Thioredoxin reductase activity in rat liver is not affected by supranutritional levels of monomethylated selenium in vivo and is inhibited only by high levels of selenium in vitro

Thioredoxin reductase is a selenoenzyme responsible for maintaining thioredoxin in the reduced form. Because thioredoxin is involved in many cellular processes, thioredoxin reductase is likely to be an important regulatory protein for both normal and transformed cells. Monomethylated selenium compounds inhibit carcinogenesis. In the present study, we investigated whether methylated forms of selenium would alter thioredoxin reductase activity in rats.
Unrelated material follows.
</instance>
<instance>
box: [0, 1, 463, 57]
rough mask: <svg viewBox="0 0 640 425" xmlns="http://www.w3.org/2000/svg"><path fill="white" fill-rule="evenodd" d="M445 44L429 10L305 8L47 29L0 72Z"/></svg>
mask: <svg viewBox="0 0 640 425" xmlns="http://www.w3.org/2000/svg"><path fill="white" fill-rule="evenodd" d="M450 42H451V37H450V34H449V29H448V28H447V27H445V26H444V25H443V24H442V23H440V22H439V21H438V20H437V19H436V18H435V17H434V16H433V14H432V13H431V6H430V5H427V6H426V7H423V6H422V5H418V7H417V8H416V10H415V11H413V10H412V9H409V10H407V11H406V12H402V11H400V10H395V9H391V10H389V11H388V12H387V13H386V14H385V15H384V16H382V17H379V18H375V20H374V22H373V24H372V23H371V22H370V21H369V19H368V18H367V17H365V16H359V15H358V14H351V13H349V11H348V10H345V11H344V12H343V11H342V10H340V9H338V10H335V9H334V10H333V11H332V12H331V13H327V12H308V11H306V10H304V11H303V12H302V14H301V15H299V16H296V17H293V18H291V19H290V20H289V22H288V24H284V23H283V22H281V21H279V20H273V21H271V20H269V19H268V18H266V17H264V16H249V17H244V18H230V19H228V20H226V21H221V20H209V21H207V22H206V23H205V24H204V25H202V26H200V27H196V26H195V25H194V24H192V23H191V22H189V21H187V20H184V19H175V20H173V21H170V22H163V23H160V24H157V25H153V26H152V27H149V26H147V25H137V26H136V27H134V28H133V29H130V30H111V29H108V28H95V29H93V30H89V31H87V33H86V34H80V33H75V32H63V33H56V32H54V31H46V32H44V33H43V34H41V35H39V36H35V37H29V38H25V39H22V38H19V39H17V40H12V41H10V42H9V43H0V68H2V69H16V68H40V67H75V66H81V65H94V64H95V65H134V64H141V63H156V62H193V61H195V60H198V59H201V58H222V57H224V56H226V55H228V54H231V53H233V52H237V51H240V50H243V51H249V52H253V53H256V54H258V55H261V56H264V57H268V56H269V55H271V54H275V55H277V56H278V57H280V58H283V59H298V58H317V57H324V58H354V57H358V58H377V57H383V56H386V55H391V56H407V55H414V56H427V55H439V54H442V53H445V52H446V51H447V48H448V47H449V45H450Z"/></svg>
The liver enzyme was used as a model system. Se-methylselenocysteine and methylseleninic acid consumed by rats at 2 mug Se/g diet for 3, 6, 10 or 22 wk did not affect activity compared with a basal diet containing 0.1 mug Se/g. The direct addition of 50 mu mol dimethyl diselenide or dimethyl selenenylsulfide per L to liver extracts significantly inhibited thioredoxin reductase activity by similar to 60%. The magnitude of inhibition was dependent on the amount of thioredoxin in the assay and was reversible by dialysis, suggesting that a competitive type of inhibition occurs in vitro. Although thioredoxin reductase can be inhibited by high levels of selenium in a cell-free system, it should be noted that such a condition is unlikely to be attainable in vivo. Caution needs to be exercised in interpreting the in vitro results.